A few nights ago, I dreamed of explaining this version, and the explanation had an element to it that I hadn’t realized before. It even allows for a more general method than just finding roots.
Let’s say we have a given quadratic function. For its graph, we know the coordinates of the vertex (\((h, k)\)) and its vertical stretch (\(a\)). We’d like to know the input values (\(x_0\)) that will generate a given output value (\(y_0\)).
Given the information we know, we can write the quadratic function this way: \[f(x)=a(x-h)^{2}+k\]
Since quadratic function graphs are symmetrical around their vertices, we know that any value of \(y_0\) will correspond to exactly two input values \(x_0\), and that these two input values will be equidistant from \(h\).
But we can demonstrate this fairly readily regardless: Let \(d\) equal the distance from \(x_0\) to \(h\), that is, \(d=|x_0-h|\).
We want to know \(x_0\) such that \(f(x_0)=y_0\), that is: \[a(x_0-h)^{2}+k=y_0\]
Since \(x_0-h\) is squared, it doesn’t matter whether it’s positive or negative: The result will be positive, and equal to \(d^2\). So \[ad^2+k=y_0\]
Now we can solve for \(d\): \[d^2=\frac{y_0-k}{a}\\d=\sqrt{\frac{y_0-k}{a}}\]
This is the horizontal distance on the graph between the vertex and the target input values. Starting at \(h\), we go \(d\) in either direction, and our resulting value will yield \(y_0\) as its output: \[x_0=h\pm\sqrt{\frac{y_0-k}{a}}\]
For instance, if we want to know for what values of \(x, f(x)=4(x-3)^2+6=10\), those are \(x_0=3\pm\sqrt{\frac{10-6}{4}}=\{2,4\}\). This is more useful than the standard Quadratic Formula because it allows us to find the inputs corresponding to any arbitrary output, not just the roots.
We could do the same thing for the standard Quadratic Formula, of course. The revised formula is \[x=\frac{-b\pm\sqrt{b^{2}+4a(y_0-c)}}{2a}\]
… which is even more complicated than the standard form.

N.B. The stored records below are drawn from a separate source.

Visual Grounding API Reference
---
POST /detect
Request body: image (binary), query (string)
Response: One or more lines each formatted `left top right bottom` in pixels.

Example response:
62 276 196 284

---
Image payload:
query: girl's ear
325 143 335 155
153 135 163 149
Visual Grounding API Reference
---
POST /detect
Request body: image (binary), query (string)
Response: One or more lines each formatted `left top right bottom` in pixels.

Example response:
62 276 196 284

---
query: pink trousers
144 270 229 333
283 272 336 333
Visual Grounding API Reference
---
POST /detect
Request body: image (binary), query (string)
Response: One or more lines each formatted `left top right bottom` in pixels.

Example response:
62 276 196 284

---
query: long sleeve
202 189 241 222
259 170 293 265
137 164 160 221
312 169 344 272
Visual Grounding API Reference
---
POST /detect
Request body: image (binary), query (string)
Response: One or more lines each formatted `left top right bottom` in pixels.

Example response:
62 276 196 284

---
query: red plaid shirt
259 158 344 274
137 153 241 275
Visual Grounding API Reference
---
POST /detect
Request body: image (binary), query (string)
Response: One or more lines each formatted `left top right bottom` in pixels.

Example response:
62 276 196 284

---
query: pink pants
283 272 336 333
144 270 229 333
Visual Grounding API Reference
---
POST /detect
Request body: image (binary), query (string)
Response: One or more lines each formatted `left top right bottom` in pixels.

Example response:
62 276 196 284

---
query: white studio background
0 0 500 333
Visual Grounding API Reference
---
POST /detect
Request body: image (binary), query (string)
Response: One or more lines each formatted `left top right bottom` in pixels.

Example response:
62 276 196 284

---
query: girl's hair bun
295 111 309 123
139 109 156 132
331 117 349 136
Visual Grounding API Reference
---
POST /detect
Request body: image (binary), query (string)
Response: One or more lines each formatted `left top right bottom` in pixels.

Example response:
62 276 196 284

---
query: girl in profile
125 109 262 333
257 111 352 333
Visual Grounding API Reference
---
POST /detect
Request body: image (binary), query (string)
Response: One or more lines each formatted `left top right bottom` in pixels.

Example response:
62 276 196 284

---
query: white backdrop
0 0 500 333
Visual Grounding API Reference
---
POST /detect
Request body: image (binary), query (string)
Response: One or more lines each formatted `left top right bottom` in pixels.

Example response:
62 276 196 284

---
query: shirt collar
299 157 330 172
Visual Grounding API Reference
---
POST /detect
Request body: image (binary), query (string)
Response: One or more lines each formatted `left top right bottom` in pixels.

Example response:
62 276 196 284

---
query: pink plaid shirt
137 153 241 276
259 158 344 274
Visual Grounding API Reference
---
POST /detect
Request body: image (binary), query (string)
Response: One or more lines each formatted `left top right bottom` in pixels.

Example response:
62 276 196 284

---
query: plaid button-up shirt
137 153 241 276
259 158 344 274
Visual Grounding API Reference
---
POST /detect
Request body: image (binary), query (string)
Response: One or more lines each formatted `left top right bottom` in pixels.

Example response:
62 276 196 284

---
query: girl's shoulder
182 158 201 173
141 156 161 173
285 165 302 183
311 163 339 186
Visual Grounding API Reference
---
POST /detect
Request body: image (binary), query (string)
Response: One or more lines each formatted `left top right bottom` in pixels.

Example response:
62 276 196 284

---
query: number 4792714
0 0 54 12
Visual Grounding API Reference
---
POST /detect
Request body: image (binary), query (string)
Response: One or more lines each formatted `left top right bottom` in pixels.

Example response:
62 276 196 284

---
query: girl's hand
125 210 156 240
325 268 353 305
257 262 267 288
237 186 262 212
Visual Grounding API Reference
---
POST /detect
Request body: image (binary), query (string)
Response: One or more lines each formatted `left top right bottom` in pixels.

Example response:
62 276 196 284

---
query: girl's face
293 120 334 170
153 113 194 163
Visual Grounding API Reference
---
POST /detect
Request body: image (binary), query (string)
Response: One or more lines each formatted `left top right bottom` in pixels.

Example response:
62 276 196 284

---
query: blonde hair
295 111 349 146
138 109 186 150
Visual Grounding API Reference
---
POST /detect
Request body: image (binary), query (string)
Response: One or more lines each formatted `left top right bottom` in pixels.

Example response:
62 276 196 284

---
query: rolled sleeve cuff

Let’s rearrange the general vertex version a little: \[x_0-h=\pm\sqrt{\frac{y_0-k}{a}}\] This shows the relationship plainly: Regarding the graph, we are relating the horizontal distance between an input value and the vertex to the vertical distance between the corresponding output value and the vertex. This has even more discovery value than \(x=h\pm\sqrt{-\frac{k}{a}}\) does.
The roots can be seen as a special case where \(y_0=0\), and so \(x_0=h\pm\sqrt{\frac{0-k}{a}}\).
If a quadratic function is currently in standard form, we have two options for finding its roots: We could use the quadratic formula directly, or we could convert the function to vertex form and then use this easier form.
There are two mitigating factors for converting to vertex form first. One is that the Vertex Form of the Quadratic Formula does have a radical in the denominator, something we could address with a minor change: \(x_0=h\pm\frac{\sqrt{-ka}}a\). The other, though, is that \(k=\frac{4ac-b^2}{4a}\) can be a fraction even when the roots themselves are integers.
More specifically, a quadratic with integer roots will have \(h\) being measured in halves (either an integer or a half-integer), and hence \(k\) being measured in quarters. We could force this issue even further with \(x_0=h\pm\frac{\sqrt{-4ka}}{2a}\), but at some point it gets complex enough that there’s not a noticeable benefit to just using the original version of the Quadratic Formula directly.
The key here, though, is that a quadratic function with integer roots won’t ever have an irrational denominator in \(\sqrt{\frac{-k}{a}}\). There may be fractions in the intermediate forms, but the denominator in that situation will always simplify to 1 or 4. So if the concern is for students who struggle with decimal values, keeping the roots to integers will keep the fractions in line. (The vertical stretch can even be a non-integer without creating an irrational denominator in the radicand!)
And if you really want to avoid fractions, create quadratics with integer roots that differ by an even amount, as well as an integer vertical stretch. That way, both coordinates of the vertex will always be integers.